Future mobile terminals need to support higher data rates, full motion video and multimedia applications, a variety of wireless standards, be energy efficient, flexible, and have a low time to market and be low in cost. The computational requirements imposed by these applications and standards have increased exponentially (faster than Moore's law) since the introduction of the first generation wireless telephony (1G).

The traditional approach for applications requiring both performance and low-power is to employ ASICs for compute intensive components. In areas where applications evolve rapidly, flexibility is also an important factor and a general purpose or embedded processor approach has often been used for this reason. For applications such as wireless communications, voice, and video processing: ASICs are too inflexible and costly; low-power processors do not have sufficient computational power; and general purpose processors consume too much power. This situation motivates this investigation of an alternative approach.

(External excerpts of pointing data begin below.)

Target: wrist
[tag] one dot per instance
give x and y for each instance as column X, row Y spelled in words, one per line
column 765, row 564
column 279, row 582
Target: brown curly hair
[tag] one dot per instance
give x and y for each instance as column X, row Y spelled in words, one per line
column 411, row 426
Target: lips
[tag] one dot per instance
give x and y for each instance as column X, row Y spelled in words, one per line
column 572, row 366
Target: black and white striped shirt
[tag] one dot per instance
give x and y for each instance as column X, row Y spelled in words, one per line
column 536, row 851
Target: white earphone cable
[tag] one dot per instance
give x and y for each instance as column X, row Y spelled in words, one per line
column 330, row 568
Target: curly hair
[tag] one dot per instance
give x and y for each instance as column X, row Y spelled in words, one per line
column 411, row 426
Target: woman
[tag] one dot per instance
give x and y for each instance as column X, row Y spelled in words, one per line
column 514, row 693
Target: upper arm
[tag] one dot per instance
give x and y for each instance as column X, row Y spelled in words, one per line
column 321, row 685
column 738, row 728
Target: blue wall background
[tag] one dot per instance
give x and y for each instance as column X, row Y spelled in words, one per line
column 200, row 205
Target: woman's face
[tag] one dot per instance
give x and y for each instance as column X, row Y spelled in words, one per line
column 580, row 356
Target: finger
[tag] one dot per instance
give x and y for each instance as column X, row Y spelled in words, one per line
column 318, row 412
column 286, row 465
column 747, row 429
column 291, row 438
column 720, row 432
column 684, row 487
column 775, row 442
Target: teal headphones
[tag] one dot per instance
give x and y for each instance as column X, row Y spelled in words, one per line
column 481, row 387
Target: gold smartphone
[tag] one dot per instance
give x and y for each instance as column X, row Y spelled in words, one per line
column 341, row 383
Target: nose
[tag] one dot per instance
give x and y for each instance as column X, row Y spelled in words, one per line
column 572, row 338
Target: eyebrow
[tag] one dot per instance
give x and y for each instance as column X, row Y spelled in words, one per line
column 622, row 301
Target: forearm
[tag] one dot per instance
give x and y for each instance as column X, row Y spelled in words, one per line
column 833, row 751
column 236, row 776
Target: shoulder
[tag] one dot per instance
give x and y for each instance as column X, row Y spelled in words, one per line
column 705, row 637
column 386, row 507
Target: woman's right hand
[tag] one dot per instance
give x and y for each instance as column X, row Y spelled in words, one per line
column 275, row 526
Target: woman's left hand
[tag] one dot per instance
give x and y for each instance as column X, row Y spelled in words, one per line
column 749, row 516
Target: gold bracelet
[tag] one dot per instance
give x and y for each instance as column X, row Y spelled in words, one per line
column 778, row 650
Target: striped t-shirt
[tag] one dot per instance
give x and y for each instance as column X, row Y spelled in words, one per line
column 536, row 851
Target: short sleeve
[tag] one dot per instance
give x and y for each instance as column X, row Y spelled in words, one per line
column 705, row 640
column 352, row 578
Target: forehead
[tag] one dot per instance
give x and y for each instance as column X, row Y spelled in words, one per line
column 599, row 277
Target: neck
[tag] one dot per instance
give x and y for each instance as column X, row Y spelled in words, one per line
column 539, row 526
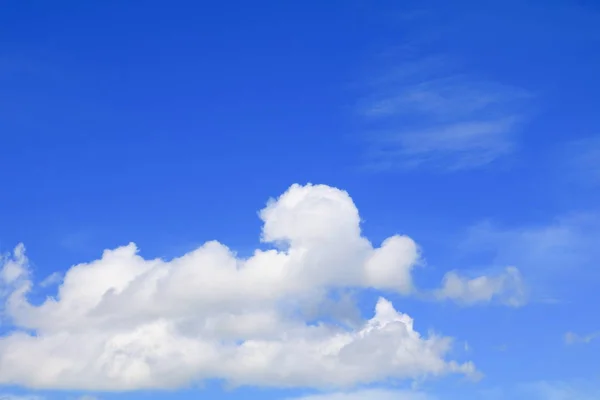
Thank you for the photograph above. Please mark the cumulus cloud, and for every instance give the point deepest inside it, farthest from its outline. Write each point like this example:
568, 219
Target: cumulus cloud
373, 394
123, 322
506, 288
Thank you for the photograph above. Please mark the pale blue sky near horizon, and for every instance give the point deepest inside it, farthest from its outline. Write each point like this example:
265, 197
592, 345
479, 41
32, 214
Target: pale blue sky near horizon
471, 127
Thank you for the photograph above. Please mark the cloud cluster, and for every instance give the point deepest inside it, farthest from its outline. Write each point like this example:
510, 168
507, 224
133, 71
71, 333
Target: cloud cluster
123, 322
506, 288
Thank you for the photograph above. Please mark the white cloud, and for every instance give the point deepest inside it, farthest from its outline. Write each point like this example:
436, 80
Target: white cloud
556, 249
583, 160
573, 338
441, 120
372, 394
506, 288
123, 322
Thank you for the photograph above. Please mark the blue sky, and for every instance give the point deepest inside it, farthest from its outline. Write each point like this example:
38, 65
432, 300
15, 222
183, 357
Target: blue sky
338, 200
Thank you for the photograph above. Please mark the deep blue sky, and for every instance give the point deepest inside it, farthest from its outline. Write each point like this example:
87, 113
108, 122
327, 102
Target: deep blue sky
471, 126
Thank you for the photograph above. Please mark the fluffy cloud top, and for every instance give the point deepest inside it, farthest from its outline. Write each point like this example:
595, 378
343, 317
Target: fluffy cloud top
123, 322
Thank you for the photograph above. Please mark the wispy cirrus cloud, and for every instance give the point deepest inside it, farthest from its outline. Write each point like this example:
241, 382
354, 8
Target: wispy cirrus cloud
371, 394
583, 160
430, 114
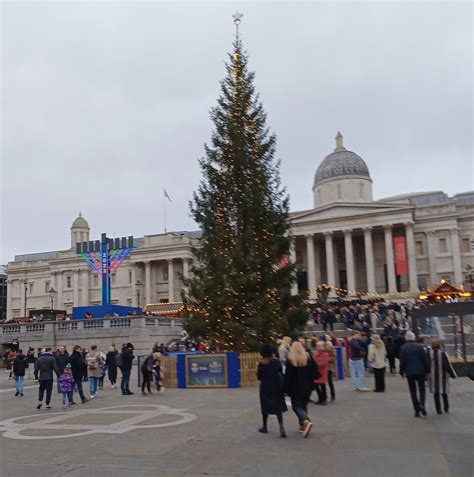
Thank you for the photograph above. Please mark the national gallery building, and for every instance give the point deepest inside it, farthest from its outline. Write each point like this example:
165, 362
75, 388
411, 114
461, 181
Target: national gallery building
346, 240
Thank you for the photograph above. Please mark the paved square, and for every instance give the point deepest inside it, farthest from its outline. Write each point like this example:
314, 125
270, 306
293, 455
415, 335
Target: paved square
189, 433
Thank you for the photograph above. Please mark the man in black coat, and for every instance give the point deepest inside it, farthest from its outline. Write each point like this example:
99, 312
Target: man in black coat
77, 369
62, 358
126, 361
45, 368
414, 364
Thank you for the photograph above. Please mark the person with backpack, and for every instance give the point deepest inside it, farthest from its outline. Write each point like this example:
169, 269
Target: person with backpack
93, 361
124, 362
147, 374
20, 365
301, 371
111, 363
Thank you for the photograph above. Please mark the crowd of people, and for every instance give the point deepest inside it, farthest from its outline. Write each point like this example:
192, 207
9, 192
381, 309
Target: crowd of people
72, 370
296, 369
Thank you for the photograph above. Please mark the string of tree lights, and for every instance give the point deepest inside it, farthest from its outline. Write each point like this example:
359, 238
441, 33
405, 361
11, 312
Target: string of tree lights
239, 293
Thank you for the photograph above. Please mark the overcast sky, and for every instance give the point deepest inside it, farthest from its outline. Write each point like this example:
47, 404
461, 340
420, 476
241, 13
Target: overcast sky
105, 104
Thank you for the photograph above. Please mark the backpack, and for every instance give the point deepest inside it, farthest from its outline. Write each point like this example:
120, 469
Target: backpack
119, 360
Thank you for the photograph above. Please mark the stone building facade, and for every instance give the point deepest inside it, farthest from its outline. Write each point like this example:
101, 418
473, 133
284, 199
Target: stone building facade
345, 241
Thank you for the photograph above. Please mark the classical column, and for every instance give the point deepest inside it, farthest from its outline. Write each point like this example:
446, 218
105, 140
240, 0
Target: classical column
330, 261
369, 260
412, 275
431, 242
349, 261
392, 282
133, 269
9, 313
85, 287
186, 266
456, 251
75, 285
311, 264
59, 289
147, 282
23, 283
294, 285
170, 280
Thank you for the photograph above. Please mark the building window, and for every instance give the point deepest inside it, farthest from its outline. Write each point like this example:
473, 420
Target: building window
420, 250
299, 257
442, 245
465, 245
422, 282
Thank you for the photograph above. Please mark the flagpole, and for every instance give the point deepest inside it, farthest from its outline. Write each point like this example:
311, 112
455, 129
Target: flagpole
164, 208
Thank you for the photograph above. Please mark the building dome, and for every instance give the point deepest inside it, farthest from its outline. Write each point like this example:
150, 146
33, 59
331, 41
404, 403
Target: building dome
80, 222
343, 176
341, 162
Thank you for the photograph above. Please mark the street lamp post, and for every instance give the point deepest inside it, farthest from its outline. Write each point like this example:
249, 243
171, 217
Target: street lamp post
138, 284
52, 291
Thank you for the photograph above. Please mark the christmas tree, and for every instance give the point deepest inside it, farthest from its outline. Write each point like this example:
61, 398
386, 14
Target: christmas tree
240, 291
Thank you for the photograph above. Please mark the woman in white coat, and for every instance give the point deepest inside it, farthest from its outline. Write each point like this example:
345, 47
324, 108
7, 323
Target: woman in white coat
377, 355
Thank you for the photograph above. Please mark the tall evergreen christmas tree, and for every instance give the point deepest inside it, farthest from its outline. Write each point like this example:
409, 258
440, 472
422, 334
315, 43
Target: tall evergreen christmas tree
240, 290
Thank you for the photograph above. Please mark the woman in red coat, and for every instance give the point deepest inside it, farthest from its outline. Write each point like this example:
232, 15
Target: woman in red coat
322, 360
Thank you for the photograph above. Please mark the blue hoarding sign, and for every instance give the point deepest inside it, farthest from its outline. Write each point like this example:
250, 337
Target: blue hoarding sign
206, 370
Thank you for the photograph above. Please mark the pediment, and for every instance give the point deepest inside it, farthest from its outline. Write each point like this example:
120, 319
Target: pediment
347, 210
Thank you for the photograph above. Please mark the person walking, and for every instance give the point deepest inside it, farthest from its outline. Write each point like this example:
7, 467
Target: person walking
66, 383
125, 365
331, 368
414, 364
283, 351
93, 361
272, 399
377, 355
19, 366
321, 358
111, 363
301, 371
147, 374
441, 370
358, 353
77, 369
62, 359
45, 368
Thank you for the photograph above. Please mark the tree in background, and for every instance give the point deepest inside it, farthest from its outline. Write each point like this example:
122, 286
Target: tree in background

The key in designing for low power, high performance, and flexibility relies on finding opportunities for customization for a particular domain. There could be a high number of parameters involved in this process (memory system, single- vs. multi-cluster, bypass logic, register files, compression, and function unit design). Each of these parameters can have a big effect on the performance, power, and flexibility.

In ACT, a high energy-delay product efficiency was achieved through software controlled distributed memories, modulo addressed distributed single ported register files, compiler controlled clock gating, multi-level reconfigurable interconnects, semi-reconfigurable address generation units, SIMD-ALUs, compression techniques, context switching, and extra hardware to support special wireless operations. The processor is basically a fine-grain VLIW architecture. The fine-grained software control provides considerable generality, and efficiency in terms of energy-delay product since different pipelines can be dynamically reconfigured to support a new processing phase that resembles data flows found in an ASIC implementation.

For a range of algorithms taken from 3G wireless, DSP and MPEG kernels, the processor is within one to two orders of magnitude of the energy-delay product of an ASIC and three to four orders of magnitude more efficient than a low power embedded processor implementation. Energy and performance numbers for ACT were calculated using Synopsys Nanosim, a commercial Spice level circuit simulator, on a fully synthesized and back-annotated .25μm Verilog- and Module Compiler-based implementation.